Ее тон был очень решительный и уверенный. Я чувствовал, что она знает, что говорит, и не мог отказать ей. Мы прошли в ту палату, где лежал Леонид, и я жестом показал ей, чтобы она прошла за ширмы, но сам остался по соседству, у постели другого тяжелораненого, которым мне все равно предстояло заняться. Я хотел слышать весь ее разговор с Леонидом, чтобы вмешаться, если это потребуется.
Уходя за ширмы, она несколько приподняла вуаль. Ее силуэт был виден для меня через малопрозрачную ткань ширм, и я мог различить, как она наклонилась над больным.
— Маска… — произнес слабый голос Леонида.
— Твоя Нэтти! — отвечала она, и столько нежности и ласки было вложено в эти два слова, сказанные тихим, мелодичным голосом, что мое старое сердце задрожало в груди, охваченное до боли радостным сочувствием.
Она сделала какое-то резкое движение рукой, точно расстегивала воротничок, и, как мне показалось, сняла с себя шляпу с вуалью, а затем еще ближе наклонилась к Леониду. Наступило минутное молчание.

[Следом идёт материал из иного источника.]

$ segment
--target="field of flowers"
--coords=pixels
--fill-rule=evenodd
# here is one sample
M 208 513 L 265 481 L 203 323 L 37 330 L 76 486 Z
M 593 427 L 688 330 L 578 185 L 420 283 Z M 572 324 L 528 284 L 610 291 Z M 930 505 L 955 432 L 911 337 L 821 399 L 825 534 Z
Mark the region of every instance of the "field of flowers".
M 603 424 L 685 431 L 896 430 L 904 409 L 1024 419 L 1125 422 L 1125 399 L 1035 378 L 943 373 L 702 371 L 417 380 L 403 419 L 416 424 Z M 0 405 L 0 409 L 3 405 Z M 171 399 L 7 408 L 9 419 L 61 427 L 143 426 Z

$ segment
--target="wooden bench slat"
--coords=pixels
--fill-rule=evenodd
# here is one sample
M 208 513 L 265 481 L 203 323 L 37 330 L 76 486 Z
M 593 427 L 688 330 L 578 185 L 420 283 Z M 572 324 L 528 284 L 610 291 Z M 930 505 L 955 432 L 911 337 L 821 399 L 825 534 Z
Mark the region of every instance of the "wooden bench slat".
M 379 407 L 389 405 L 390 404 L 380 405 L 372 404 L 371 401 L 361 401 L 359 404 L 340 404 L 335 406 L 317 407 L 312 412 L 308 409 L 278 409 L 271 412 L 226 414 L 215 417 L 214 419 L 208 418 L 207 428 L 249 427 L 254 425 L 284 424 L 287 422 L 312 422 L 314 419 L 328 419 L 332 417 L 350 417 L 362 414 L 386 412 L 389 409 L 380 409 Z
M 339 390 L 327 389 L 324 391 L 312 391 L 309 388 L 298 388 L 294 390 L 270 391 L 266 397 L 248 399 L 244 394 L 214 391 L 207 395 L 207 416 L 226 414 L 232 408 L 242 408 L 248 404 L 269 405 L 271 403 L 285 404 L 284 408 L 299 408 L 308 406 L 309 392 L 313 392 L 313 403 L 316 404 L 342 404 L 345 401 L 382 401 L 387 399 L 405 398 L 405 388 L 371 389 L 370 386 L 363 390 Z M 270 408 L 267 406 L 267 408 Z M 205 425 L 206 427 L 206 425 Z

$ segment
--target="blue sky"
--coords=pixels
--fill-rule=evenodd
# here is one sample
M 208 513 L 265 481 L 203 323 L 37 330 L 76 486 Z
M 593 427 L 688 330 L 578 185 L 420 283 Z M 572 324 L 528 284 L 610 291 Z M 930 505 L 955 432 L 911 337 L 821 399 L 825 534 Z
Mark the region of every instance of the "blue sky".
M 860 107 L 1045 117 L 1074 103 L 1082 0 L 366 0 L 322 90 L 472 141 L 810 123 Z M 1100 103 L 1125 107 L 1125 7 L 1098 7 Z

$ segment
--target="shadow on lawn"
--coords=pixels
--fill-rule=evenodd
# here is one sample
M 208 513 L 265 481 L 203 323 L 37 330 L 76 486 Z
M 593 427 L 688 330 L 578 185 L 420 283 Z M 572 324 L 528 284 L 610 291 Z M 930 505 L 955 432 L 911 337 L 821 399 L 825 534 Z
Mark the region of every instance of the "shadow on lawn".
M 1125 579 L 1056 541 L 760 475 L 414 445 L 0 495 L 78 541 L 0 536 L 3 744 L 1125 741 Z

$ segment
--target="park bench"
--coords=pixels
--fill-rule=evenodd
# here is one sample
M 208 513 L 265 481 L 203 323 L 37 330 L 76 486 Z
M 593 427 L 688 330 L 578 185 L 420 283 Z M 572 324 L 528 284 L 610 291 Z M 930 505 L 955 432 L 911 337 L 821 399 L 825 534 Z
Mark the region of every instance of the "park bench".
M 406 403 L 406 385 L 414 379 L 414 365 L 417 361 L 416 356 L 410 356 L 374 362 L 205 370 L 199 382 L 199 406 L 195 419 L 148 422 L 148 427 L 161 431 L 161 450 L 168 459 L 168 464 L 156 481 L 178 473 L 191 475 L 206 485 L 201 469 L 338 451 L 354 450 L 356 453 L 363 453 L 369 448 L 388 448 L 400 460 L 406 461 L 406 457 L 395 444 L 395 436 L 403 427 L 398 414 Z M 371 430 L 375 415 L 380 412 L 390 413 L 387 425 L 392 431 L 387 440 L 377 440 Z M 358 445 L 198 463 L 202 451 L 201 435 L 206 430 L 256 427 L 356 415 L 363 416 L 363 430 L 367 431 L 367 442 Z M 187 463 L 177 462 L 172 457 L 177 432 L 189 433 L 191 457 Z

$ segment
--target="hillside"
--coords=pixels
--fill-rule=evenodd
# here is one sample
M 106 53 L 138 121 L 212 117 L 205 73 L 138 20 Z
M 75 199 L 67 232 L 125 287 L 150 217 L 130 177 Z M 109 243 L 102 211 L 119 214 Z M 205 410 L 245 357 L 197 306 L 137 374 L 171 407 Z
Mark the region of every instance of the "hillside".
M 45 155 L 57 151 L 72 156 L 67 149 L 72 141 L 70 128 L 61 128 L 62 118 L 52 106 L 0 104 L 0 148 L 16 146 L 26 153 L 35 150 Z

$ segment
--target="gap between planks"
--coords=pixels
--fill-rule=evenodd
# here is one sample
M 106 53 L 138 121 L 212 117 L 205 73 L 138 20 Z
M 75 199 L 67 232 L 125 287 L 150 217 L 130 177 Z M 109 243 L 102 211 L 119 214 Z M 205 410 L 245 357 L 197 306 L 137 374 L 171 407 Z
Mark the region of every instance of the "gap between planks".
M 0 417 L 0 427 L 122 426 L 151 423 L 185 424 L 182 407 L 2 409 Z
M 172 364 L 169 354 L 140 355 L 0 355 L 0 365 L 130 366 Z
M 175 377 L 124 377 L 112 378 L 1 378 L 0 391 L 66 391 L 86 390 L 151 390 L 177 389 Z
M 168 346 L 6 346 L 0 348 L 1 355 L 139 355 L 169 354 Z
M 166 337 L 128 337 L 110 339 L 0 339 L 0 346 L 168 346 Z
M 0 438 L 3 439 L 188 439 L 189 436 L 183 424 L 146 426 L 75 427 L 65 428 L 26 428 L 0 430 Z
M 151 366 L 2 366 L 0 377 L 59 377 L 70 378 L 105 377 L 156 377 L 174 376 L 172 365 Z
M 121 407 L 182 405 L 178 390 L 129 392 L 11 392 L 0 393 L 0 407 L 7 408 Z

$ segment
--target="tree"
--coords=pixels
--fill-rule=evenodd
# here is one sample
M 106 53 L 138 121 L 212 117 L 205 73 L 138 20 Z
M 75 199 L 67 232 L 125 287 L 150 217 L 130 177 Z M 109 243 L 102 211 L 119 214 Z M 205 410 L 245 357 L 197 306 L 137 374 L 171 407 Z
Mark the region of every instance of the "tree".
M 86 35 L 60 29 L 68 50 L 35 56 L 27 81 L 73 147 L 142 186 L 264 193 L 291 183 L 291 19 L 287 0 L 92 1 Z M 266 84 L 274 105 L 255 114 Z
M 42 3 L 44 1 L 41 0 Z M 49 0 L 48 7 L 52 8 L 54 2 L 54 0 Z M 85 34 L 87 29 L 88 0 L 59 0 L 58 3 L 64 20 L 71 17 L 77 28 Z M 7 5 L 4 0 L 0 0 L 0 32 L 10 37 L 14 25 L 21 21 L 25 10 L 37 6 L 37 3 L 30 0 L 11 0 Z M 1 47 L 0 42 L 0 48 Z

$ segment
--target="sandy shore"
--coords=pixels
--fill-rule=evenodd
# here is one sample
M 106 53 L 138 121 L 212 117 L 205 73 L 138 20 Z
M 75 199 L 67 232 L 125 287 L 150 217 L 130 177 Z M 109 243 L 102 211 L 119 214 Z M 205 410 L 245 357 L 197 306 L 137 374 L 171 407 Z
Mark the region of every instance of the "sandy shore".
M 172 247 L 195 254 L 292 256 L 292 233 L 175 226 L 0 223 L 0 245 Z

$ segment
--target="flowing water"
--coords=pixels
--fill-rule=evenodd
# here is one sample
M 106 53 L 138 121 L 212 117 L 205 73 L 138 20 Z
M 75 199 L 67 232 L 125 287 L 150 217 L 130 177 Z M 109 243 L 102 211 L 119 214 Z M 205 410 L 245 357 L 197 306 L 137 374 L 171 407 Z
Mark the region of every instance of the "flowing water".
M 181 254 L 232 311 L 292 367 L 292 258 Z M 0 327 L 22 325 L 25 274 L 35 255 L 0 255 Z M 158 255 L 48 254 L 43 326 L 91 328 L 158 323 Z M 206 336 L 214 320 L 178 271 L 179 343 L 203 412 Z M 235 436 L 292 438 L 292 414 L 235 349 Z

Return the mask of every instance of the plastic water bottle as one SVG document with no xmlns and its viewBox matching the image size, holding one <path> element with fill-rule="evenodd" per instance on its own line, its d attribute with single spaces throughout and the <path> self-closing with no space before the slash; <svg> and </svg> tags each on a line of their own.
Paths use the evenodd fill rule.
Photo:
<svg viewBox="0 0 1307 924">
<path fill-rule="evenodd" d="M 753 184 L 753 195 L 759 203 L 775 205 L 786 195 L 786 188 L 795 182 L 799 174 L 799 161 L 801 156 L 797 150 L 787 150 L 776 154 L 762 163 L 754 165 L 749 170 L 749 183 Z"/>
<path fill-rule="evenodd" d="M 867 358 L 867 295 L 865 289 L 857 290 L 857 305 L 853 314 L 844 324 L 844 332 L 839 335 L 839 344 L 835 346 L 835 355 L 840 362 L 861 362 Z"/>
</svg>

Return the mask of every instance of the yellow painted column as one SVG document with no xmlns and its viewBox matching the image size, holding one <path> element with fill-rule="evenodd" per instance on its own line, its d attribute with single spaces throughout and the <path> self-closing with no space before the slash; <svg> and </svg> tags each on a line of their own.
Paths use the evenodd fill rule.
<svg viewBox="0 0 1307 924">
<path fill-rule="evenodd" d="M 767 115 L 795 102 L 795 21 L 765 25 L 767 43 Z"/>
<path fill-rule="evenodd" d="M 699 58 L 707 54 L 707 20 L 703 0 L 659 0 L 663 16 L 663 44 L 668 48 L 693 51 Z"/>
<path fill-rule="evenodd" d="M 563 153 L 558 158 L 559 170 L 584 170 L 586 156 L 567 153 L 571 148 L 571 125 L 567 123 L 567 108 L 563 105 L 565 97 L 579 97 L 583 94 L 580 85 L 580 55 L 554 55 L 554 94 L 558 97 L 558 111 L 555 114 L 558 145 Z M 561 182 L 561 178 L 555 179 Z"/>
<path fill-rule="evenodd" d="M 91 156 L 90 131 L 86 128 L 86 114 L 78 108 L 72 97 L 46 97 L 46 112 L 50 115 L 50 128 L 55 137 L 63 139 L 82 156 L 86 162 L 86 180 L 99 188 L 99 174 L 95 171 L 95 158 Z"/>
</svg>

— Значит, я умираю? — сказал он тихо тоном вопроса.
— Нет, Лэнни, жизнь перед нами. Твоя рана не смертельна и даже не опасна…
— А убийство? — возразил он болезненно-тревожно.
— Это была болезнь, мой Лэнни. Будь спокоен, этот порыв смертельной боли не станет никогда между нами, ни на пути к нашей великой общей цели. Мы достигнем ее, мой Лэнни…
Легкий стон вырвался из его груди, но это не был стон боли. Я ушел, потому что относительно моего больного уже выяснил то, что мне было надо, а подслушивать больше не следовало и было незачем. Через несколько минут незнакомка, опять в шляпке и в вуали, вызвала меня снова.
— Я возьму Леонида к себе, — заявила она. — Леонид сам желает этого, и условия для лечения у меня лучше, чем здесь, так что вы можете быть спокойны. Два товарища дожидаются внизу; они перенесут его ко мне. Распорядитесь дать носилки.
Спорить не приходилось: в нашем госпитале все условия действительно не блестящие. Я спросил ее адрес — это очень близко отсюда — и решил завтра же зайти к ней навестить Леонида. Двое рабочих пришли и осторожно унесли его на носилках.